RIT presents Robert Bringhurst with Goudy Award

RIT’s Cary Arts Collection honors distinguished figure in printing and type design

Marina Luz

Robert Bringhurst, a leading poet, author and typographer, will receive the Goudy Award for his outstanding work in typography Nov. 17 at RIT.

Robert Bringhurst, a leading poet, typographer and linguist, is the 2016 recipient of the Frederic W. Goudy Award, given to an outstanding practitioner in type design and its related fields.

Presented by Rochester Institute of Technology’s Cary Graphic Arts Collection and RIT’s School of Media Sciences, the award dating back to 1969 is dedicated to the continued progress of the printing field in the spirit of the great printers of the past.

The 29th presentation of the award and the Goudy Distinguished Lecture in Typography will be made at 7 p.m. Nov. 17 in RIT’s University Gallery. The event and reception is free and open to the public.

Bringhurst is the author of dozens of books of poetry and prose, including the recent Selected Poems published by Jonathan Cape in London. His most influential reference book, The Elements of Typographic Style—first published in 1992—is now in its fourth edition and has been translated into 10 different languages.

“Bringhurst’s influence on typography has been profound,” said Steven Galbraith, curator of the Cary Graphic Arts Collection. “A recent poll of type designers and other experts in the journal Visible Language named Elements of Typographic Style the most important book on typography produced in the last 50 years.
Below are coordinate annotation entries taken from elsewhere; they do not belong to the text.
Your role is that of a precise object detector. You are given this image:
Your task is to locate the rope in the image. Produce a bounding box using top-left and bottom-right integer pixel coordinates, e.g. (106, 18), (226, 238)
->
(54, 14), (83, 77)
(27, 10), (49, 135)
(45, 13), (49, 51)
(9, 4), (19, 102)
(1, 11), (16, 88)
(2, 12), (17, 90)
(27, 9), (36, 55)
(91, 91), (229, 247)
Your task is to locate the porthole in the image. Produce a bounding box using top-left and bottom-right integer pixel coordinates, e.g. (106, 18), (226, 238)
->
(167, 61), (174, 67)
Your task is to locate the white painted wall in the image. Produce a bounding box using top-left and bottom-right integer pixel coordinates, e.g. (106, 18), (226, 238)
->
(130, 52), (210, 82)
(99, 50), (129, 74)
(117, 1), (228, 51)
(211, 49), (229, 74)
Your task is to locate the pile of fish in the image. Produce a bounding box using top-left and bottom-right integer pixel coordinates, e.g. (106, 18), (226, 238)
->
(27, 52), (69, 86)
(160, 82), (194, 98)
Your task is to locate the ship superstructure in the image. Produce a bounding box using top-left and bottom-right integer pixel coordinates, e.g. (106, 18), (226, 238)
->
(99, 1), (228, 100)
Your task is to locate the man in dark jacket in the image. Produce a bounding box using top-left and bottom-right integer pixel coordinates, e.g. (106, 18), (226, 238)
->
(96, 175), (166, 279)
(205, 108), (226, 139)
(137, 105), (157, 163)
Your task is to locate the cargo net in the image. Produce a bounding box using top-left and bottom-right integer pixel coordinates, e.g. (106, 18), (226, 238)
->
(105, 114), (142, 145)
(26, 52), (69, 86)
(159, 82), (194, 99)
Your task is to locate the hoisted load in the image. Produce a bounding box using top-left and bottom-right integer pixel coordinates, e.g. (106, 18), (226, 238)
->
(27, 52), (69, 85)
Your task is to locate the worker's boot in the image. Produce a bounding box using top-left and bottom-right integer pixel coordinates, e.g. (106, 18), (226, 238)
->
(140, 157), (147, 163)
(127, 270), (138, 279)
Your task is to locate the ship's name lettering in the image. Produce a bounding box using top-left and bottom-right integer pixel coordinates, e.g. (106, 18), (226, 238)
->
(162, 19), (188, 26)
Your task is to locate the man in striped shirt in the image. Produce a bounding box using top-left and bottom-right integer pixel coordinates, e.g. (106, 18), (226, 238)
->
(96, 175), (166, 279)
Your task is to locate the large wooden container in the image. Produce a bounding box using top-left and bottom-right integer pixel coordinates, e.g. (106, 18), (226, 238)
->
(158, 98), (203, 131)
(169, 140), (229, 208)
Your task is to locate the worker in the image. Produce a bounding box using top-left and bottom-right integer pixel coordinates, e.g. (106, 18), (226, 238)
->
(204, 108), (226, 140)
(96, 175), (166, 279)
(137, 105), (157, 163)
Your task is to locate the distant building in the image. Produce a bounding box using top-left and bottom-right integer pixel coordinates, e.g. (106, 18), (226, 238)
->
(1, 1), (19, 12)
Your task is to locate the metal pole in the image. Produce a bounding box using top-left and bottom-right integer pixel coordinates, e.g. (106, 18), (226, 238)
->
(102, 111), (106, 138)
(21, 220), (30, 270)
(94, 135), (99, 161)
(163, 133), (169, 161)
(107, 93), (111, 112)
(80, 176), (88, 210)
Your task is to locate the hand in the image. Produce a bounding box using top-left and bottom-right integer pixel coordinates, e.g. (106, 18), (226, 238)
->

That’s truly a well-deserved testament to the impact of his work.”

In his lecture, Bringhurst will discuss how people give names to things and ask what typographers and typographic historians can learn in this regard from biologists, art historians and other specialists.

“One of the problems we have in the practice of typography is the lack of an adequate terminology,” said Bringhurst. “Try to imagine how modern biologists would do their work if they had no dependable names for things other than plant, animal, fungus and weed. Typographic history is in more or less that condition.”

Bringhurst’s groundbreaking study of a Native American oral literature, A Story as Sharp as a Knife: The Classical Haida Mythtellers and Their World, with its two companion volumes of Haida oral poetry in translation, was awarded the Edward Sapir Prize by the Society for Linguistic Anthropology and chosen as Literary Editor’s Book of the Year by the Times of London.

He is also an Officer of the Order of Canada and was recently awarded an honorary doctorate by Simon Fraser University.

Bringhurst’s most recent book, Palatino: The Natural History of a Typeface, is study of Hermann Zapf’s most famous family of typefaces. He is also the author of The Tree of Meaning, Everywhere Being Is Dancing and What is Reading For?, which is published by the RIT Press.

The Goudy Award was established in 1969 by a gift from the Mary Flagler Cary Charitable Trust. The award pays tribute to the friendship between Melbert B. Cary Jr. and Frederic Goudy, who produced upwards of 123 typefaces and was one of the most widely recognized figures in American printing.